We’ve shared stories from Prishtina to Brussels where citizens mobilise themselves against injustice; from Wollongong to Rotterdam where communities turn themselves into families; from Venice to Tbilisi where individuals let their reflective thoughts wander. With our mobilities limited and our bodies contained, a new proximity emerges: it is a sense of proximity among us when the physical adjacence disappears. As citizens from cities around the world show, this human proximity encourages us to empathise with struggles we tend to overlook (Antwerp/Iran), acknowledge our privileges (Italy), care for vulnerable groups in society (the Netherlands), make some fun in times of despair (Kolkata), and think about our differences and similarities (Seoul). Such a sense of proximity encourages individuals and initiatives alike to make change possible as we are given the premise to feel others. Click on the links to read last week's highlighted articles.
Picture collage of pictures of stories published on our website.
Nevertheless, this much-needed proximity has been absent in political leadership dealing with Covid-19 so far. Parliaments around the world have gotten bogged down in short-sighted thinking and nativist instincts - there’s far from a consensus on which guidelines to follow, measures to implement or best practices to adopt. Against the backdrop of the reinstatement of national borders across Europe, its leaders have clashed over how to pull Italy’s and Spain’s economies through this crisis.
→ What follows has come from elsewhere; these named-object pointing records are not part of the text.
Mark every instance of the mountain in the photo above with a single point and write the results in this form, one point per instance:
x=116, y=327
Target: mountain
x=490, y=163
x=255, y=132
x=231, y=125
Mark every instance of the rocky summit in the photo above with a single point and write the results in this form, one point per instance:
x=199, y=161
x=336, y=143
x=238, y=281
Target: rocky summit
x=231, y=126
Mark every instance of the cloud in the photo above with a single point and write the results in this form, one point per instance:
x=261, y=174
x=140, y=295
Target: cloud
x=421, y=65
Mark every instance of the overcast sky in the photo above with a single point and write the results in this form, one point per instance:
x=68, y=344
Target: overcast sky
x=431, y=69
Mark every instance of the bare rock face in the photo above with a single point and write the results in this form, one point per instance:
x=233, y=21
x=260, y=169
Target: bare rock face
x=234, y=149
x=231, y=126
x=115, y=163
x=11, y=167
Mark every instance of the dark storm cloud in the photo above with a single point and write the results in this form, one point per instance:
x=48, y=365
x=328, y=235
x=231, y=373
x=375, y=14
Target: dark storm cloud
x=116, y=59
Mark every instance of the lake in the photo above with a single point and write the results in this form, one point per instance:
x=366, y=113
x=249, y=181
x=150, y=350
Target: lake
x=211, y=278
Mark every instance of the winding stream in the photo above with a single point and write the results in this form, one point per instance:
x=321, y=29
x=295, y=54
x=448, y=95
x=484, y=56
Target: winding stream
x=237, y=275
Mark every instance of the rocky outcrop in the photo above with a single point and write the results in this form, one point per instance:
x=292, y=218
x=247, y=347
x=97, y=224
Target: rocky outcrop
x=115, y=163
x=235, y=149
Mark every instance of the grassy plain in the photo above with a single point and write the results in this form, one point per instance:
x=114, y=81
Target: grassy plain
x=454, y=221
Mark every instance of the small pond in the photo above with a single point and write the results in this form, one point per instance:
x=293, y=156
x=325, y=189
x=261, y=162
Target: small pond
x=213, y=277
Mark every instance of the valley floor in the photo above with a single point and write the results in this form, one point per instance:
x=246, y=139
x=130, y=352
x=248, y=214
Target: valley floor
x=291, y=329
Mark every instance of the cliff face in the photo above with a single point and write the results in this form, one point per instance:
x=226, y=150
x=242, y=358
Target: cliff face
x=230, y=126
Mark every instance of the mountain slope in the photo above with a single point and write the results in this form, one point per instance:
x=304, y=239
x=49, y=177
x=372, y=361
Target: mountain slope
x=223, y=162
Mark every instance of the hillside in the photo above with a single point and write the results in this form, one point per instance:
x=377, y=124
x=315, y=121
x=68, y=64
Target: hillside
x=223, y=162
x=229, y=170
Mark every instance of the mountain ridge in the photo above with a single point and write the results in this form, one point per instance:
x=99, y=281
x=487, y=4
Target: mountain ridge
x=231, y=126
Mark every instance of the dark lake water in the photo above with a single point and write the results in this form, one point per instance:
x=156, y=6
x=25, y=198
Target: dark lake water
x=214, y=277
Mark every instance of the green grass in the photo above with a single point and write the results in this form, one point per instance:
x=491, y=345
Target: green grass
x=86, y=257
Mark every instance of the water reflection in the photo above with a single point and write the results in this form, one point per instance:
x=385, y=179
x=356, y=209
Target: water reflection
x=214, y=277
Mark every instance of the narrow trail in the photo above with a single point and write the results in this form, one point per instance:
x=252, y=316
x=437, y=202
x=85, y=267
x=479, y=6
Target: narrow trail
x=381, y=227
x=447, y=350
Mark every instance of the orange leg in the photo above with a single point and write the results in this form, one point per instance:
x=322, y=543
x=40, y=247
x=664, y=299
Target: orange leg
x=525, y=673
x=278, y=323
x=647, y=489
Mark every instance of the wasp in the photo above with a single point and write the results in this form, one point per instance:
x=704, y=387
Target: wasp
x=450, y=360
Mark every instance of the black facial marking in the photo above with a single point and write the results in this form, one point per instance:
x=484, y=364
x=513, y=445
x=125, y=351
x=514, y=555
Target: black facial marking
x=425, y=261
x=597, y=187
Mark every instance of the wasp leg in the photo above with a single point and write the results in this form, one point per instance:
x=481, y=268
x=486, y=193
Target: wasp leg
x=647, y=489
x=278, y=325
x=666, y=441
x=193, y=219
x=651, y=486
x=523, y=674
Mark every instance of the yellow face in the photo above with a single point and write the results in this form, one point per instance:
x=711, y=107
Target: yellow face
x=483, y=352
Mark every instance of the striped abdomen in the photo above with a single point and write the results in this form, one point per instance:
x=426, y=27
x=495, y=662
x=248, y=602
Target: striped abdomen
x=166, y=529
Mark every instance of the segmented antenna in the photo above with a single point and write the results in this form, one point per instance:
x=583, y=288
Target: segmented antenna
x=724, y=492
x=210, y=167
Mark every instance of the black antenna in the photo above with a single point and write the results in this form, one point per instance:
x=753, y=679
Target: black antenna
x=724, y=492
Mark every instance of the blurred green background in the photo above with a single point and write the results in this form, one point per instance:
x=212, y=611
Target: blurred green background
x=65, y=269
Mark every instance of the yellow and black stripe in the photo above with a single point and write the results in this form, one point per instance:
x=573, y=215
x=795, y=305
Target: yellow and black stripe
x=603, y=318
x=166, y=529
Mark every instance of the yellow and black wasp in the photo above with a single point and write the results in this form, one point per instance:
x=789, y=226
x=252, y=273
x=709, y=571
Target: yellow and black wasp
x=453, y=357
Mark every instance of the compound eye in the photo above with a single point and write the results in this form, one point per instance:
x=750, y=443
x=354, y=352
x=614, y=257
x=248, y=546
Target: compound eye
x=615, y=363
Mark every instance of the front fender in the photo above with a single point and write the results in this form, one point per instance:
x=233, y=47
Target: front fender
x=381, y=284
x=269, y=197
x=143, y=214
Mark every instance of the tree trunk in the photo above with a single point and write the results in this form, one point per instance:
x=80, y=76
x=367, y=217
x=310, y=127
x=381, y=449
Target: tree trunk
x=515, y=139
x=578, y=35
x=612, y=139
In the US, the Governor of New York Andrew Cuomo pushed back hard against the idea raised by President Donald Trump of easing restrictions from mitigation efforts in an effort to revive the national economy.
Yet, in some of the places where this consensus is found, the protection of human rights is at stake. In Brazil, President Jair Bolsonaro contradicted his own health ministry by urging people to return to work and schools, risking the reinforcement of precariousness and urban segregation in many ways, a concern which was shared with us in a story from Rio de Janeiro. The measures adopted to stop the spread of the virus in Shanghai, China has advanced the implementation of surveillance technology, as raised in another story we received.
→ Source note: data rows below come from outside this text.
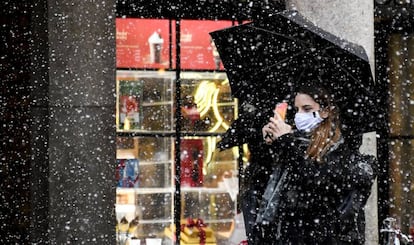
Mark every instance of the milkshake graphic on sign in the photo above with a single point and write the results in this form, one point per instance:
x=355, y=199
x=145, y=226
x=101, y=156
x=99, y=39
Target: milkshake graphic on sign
x=155, y=42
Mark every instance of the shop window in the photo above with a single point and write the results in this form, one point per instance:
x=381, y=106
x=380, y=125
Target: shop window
x=152, y=140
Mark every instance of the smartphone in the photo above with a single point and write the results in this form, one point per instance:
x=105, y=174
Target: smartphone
x=281, y=109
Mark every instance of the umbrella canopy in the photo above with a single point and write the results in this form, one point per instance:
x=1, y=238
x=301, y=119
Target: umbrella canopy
x=266, y=60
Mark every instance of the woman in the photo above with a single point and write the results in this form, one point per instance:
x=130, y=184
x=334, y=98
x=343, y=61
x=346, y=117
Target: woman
x=319, y=186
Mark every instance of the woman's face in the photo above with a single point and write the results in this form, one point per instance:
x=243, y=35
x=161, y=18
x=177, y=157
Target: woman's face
x=305, y=103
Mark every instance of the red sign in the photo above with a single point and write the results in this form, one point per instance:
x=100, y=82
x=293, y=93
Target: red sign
x=197, y=49
x=142, y=43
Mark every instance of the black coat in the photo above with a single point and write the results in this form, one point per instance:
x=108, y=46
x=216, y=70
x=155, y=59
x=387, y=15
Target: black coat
x=311, y=203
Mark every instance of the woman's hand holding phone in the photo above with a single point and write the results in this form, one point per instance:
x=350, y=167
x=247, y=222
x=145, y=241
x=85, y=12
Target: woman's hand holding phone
x=277, y=125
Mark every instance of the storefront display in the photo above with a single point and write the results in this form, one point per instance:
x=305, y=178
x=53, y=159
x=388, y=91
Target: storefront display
x=146, y=127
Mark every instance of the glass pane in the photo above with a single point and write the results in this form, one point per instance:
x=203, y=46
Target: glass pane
x=144, y=101
x=211, y=196
x=144, y=203
x=207, y=102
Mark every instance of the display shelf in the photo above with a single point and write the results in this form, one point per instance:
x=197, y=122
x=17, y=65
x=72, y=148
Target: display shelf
x=152, y=144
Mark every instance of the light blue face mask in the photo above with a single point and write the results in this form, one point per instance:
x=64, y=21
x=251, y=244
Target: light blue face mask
x=306, y=121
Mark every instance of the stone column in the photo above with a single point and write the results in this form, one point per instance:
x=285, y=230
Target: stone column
x=81, y=124
x=352, y=20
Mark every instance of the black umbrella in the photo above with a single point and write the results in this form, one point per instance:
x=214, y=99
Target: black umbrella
x=265, y=60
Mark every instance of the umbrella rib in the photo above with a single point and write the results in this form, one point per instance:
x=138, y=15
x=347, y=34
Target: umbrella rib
x=279, y=34
x=329, y=58
x=286, y=59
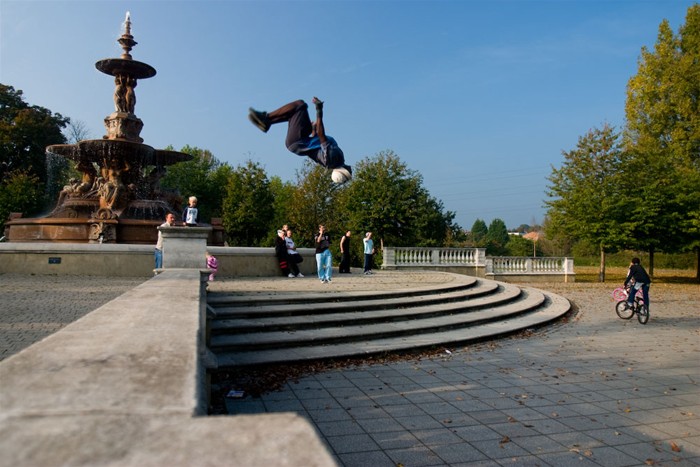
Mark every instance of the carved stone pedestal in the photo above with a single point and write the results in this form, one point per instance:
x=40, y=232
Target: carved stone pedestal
x=184, y=247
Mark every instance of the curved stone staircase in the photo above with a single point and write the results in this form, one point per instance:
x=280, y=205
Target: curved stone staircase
x=253, y=328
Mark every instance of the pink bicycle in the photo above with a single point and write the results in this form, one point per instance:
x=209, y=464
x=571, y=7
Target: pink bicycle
x=625, y=311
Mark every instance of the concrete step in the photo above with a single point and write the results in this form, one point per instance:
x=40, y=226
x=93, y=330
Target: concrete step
x=554, y=307
x=306, y=326
x=222, y=302
x=364, y=302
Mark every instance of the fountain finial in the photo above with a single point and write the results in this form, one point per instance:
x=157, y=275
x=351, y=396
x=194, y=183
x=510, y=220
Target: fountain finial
x=127, y=40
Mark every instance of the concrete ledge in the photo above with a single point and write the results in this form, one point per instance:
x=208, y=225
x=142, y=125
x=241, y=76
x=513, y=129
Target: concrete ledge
x=127, y=260
x=122, y=386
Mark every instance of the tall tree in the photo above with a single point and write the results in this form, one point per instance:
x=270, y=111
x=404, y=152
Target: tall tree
x=663, y=139
x=497, y=238
x=204, y=177
x=586, y=199
x=389, y=199
x=478, y=233
x=25, y=131
x=248, y=208
x=314, y=202
x=20, y=191
x=283, y=194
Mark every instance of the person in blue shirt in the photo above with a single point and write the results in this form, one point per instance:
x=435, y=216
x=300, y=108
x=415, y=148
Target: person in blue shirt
x=305, y=138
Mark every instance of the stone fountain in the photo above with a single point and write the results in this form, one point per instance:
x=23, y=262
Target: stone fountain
x=118, y=198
Across the globe, we see local, citizen-driven actions promoting human dignity sprout. Italians are taking to their balconies to sing patriotic and uplifting songs, people across Spain open their windows to applaud and call out "Viva los medicos" – long live doctors. However, societies can also learn from practices originating from the Global South on how to cope with Covid-19 based on past challenges. The SuSana Distancia cartoon character from Mexico is an example of such a local initiative. Originally developed for the 2009 swine flu, the campaign is still successful in encouraging solidarity and promotion of social distancing more than 10 years later.
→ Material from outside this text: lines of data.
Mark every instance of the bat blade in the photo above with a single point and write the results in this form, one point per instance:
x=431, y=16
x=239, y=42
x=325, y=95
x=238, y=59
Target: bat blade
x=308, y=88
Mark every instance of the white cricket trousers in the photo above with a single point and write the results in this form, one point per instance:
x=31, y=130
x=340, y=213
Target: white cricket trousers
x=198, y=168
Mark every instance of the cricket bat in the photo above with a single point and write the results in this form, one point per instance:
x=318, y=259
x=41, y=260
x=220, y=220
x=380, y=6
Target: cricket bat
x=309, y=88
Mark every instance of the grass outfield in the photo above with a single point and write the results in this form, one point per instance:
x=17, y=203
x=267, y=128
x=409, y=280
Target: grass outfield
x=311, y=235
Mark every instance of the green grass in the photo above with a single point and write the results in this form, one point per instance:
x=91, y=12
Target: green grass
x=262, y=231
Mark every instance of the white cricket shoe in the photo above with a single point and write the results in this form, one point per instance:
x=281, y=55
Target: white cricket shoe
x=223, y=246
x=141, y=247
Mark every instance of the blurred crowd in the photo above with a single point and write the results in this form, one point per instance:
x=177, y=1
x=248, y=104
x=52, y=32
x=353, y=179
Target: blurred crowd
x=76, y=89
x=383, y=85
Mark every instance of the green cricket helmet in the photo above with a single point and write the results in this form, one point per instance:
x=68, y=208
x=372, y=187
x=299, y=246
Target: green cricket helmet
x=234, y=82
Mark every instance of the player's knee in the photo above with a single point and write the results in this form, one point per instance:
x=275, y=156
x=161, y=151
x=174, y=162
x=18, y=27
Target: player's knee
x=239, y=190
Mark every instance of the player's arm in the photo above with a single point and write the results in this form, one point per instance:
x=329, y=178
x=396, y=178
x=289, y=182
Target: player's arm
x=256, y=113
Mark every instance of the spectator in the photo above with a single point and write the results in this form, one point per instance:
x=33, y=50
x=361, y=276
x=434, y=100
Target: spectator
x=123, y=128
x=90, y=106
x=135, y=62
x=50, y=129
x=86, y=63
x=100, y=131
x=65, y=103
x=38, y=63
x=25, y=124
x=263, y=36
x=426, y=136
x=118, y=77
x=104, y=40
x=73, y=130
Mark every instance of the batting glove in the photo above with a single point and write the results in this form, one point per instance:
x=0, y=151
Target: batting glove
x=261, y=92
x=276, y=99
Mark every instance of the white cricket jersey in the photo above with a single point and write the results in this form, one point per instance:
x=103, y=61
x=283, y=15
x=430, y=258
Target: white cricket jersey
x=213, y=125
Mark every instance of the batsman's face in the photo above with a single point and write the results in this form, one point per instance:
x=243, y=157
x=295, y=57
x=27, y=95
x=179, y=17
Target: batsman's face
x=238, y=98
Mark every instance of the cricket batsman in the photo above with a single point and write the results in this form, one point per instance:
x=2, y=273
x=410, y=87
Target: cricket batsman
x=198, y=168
Local and national efforts seem to lack the international connection and coordination that our initiative is trying to foster and that citizens around the world seem to be reaching for. As a result, ideas and practices do not succeed in traveling beyond city limits and country borders. The pandemic doesn’t stop at borders, but so far many of the efforts to cope with it do. That’s why it is a critical moment for us to pursue global solidarity.
'The pandemic doesn’t stop at borders, but so far many of the efforts to cope with it do'
Global solidarity has been at the core of our initiative from its very start. We strongly believe that this crisis won’t be solely solved in laboratories or through conference calls between world leaders. Global solidarity does not only require the commitment of political leaders on the international level but the exchange and harmonisation of local actions and initiatives as well. Therefore, we provide a space for the interaction, connection and promotion of narratives from across the world: stories that present lived experiences and alternative perspectives from different cultural and geographical contexts.
The stories shared on our platform not only inform, expose and educate us about alternative and inspiring actions and practices; they promote solutions for resilience and recovery as well. It is one step towards building such a space of encounters and promoting global solidarity by fostering interaction, connection, and promotion of acts of humanity, big and small, in communities and across borders.